Donc, si je devais m’adresser à une autre entreprise, je dirais que cette expérience sera positive si les collaborateurs se soucient de leurs collègues et de la place qu’occupe l’entreprise dans notre monde. La même question revient en permanence : « Est-ce que ce n’est pas risqué ? » Ou : « Est-ce que cela ne va pas créer une controverse ? » Chez Lush, nous avons fini par adopter un message très pragmatique et sensé. Là aussi, les abolitionnistes savent depuis longtemps que la peine de mort n’augmente pas la sécurité, ne résout pas les causes premières du crime et n’est pas appliquée équitablement aux États-Unis. Nous avons eu le courage de prendre position, mais nous nous sommes également sentis tenus de comprendre les faits et de nous détacher de l’état d’esprit qui consiste à dire : « C’est comme ça là-bas et ça ne nous concerne pas directement. » Personnellement, je considère que l’on se rend complices quand on reste les bras croisés. Ce fut donc un honneur de veiller à faire passer le bon message et de toucher les gens, voire de les faire changer d’avis.
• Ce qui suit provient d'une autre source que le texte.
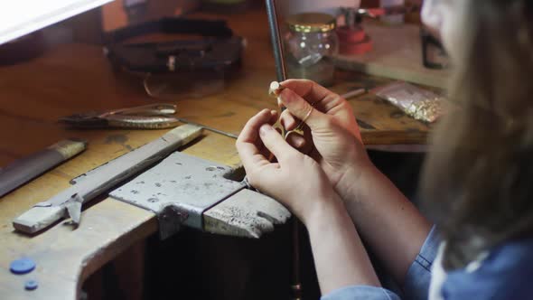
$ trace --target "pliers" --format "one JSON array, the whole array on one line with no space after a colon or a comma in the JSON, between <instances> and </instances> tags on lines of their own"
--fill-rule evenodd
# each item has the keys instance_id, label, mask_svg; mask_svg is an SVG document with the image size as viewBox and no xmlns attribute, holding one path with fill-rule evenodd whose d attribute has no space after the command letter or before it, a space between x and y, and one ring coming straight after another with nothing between
<instances>
[{"instance_id":1,"label":"pliers","mask_svg":"<svg viewBox=\"0 0 533 300\"><path fill-rule=\"evenodd\" d=\"M180 123L187 123L231 138L238 137L237 135L226 131L192 122L182 117L172 116L175 113L175 105L169 103L155 103L106 112L76 114L61 117L59 121L72 128L86 129L163 129L175 127L180 125Z\"/></svg>"},{"instance_id":2,"label":"pliers","mask_svg":"<svg viewBox=\"0 0 533 300\"><path fill-rule=\"evenodd\" d=\"M75 114L63 117L59 121L75 128L162 129L179 125L178 118L170 117L175 112L176 106L173 104L156 103L106 112Z\"/></svg>"}]
</instances>

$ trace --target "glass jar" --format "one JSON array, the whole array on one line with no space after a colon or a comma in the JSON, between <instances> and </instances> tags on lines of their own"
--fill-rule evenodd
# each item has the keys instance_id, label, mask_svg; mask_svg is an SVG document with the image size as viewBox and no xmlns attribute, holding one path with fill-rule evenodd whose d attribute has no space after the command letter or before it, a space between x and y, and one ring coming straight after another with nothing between
<instances>
[{"instance_id":1,"label":"glass jar","mask_svg":"<svg viewBox=\"0 0 533 300\"><path fill-rule=\"evenodd\" d=\"M304 78L328 87L333 84L333 56L339 49L335 18L327 14L291 15L285 36L289 78Z\"/></svg>"}]
</instances>

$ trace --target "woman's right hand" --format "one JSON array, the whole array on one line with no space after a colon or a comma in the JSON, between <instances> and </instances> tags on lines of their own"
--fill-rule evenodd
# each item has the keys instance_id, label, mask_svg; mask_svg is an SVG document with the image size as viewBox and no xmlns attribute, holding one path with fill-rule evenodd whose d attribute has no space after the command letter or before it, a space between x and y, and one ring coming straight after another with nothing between
<instances>
[{"instance_id":1,"label":"woman's right hand","mask_svg":"<svg viewBox=\"0 0 533 300\"><path fill-rule=\"evenodd\" d=\"M334 187L344 185L341 181L353 184L361 173L373 168L346 99L307 80L289 80L281 85L285 89L278 99L287 108L281 116L282 126L290 131L300 120L306 125L304 137L295 135L291 144L305 144L305 152L317 160ZM342 194L341 188L337 190Z\"/></svg>"}]
</instances>

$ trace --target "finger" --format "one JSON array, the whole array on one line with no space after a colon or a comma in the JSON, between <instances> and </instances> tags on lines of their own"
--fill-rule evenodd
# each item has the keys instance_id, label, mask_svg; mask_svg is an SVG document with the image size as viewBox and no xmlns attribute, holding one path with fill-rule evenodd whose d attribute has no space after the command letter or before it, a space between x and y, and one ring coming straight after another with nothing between
<instances>
[{"instance_id":1,"label":"finger","mask_svg":"<svg viewBox=\"0 0 533 300\"><path fill-rule=\"evenodd\" d=\"M270 125L274 125L276 124L276 122L277 122L279 114L277 112L277 110L270 110L270 120L268 121L268 124Z\"/></svg>"},{"instance_id":2,"label":"finger","mask_svg":"<svg viewBox=\"0 0 533 300\"><path fill-rule=\"evenodd\" d=\"M286 131L294 130L296 127L296 126L298 126L296 119L293 115L291 115L291 112L288 109L285 109L281 113L279 123L281 123L281 126Z\"/></svg>"},{"instance_id":3,"label":"finger","mask_svg":"<svg viewBox=\"0 0 533 300\"><path fill-rule=\"evenodd\" d=\"M280 98L291 115L305 122L312 130L317 130L327 126L329 116L320 112L290 89L285 89Z\"/></svg>"},{"instance_id":4,"label":"finger","mask_svg":"<svg viewBox=\"0 0 533 300\"><path fill-rule=\"evenodd\" d=\"M256 142L257 140L257 133L259 127L267 123L270 120L271 112L268 109L263 109L259 111L256 116L252 117L244 126L238 137L237 138L236 144L243 142Z\"/></svg>"},{"instance_id":5,"label":"finger","mask_svg":"<svg viewBox=\"0 0 533 300\"><path fill-rule=\"evenodd\" d=\"M242 161L242 164L247 172L252 172L254 169L268 164L266 155L263 142L258 138L259 127L263 124L268 123L272 117L272 113L268 109L263 109L256 116L252 117L244 126L240 135L235 143L237 151Z\"/></svg>"},{"instance_id":6,"label":"finger","mask_svg":"<svg viewBox=\"0 0 533 300\"><path fill-rule=\"evenodd\" d=\"M259 128L259 136L265 146L282 163L297 151L293 148L270 125L263 125Z\"/></svg>"}]
</instances>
On peut demander si ce n’est pas étrange qu’un fabricant de savons prenne position contre la peine de mort. J’espère que les gens se disent : « Eh bien, si un fabricant de savons pense qu’il est important de réfléchir à la peine de mort, peut-être que nous devrions tous en faire de même. »
Quels sont les avantages et les risques d’une campagne à durée indéterminée ?
Nous avons affirmé qu’en tant qu’entreprise, nous militions pour l’abolition. Nous n’avons pas créé une campagne disant : « Voici matière à réflexion. À vous de vous faire votre propre opinion. » Nous avions déjà procédé comme ça, lors de campagnes précédentes. Nous avons mené une campagne concernant la chasse aux grizzlys, par exemple. Parce que nous sommes contre les tests sur les animaux, même si nous disions : « Voici pourquoi il faut tuer les ours et voici pourquoi il ne faut pas le faire », chacun savait dans quel camp on se plaçait. Avec l’abolition de la peine de mort, au contraire, il nous a semblé important d’afficher notre position très clairement. Nous nous sommes mobilisés pendant dix jours en 2017, puis nous avons continué de nous présenter dans différents lieux et de financer des organisations sur le long terme. En tant que marque, nous n’avons jamais envisagé de nous arrêter là et de nous dire ultérieurement que cette mobilisation appartenait au passé. […] C’est grisant de faire partie d’un mouvement plein de compassion, d’amour et d’émotion et qui compte réellement.
Quels conseils donneriez-vous à une organisation militante qui souhaiterait convaincre une entreprise de soutenir l’abolition ?
Déjà, où vous trouvez-vous ? Pour notre part, nous sommes à la fois présents au Canada et aux États-Unis, mais nous n’avons pas déployé de campagne au Canada car, si nous avions choisi de le faire, qu’aurions-nous dit aux Canadiens ? La première chose qui venait à l’esprit, c’était d’encourager les Canadiens à parler aux Américains mais, étant donné l’environnement politique hostile en 2017, cela ne nous aurait pas semblé productif. […]
Les échanges qui ont lieu en Europe sont intéressants. En Europe, il est beaucoup plus fréquent de parler aux entreprises des normes adoptées par l’ONU. La possibilité de s’appuyer sur ces outils pour donner des pistes de réflexion aux entreprises, cela offre une stratégie différente qui peut être très bien menée. Aux États-Unis, une nouvelle organisation baptisée Responsible Business Initiative on the Death Penalty (Initiative des entreprises responsables sur la peine de mort) a été créée spécialement pour aider les individus et les entreprises à se demander comment rejoindre le mouvement abolitionniste. Le site de cette organisation propose une boîte à outils clé en main, mais vous avez également la possibilité d’adapter votre mobilisation selon votre fonctionnement. Je suggérerais aux défenseurs de cette cause de jeter un œil à ces outils.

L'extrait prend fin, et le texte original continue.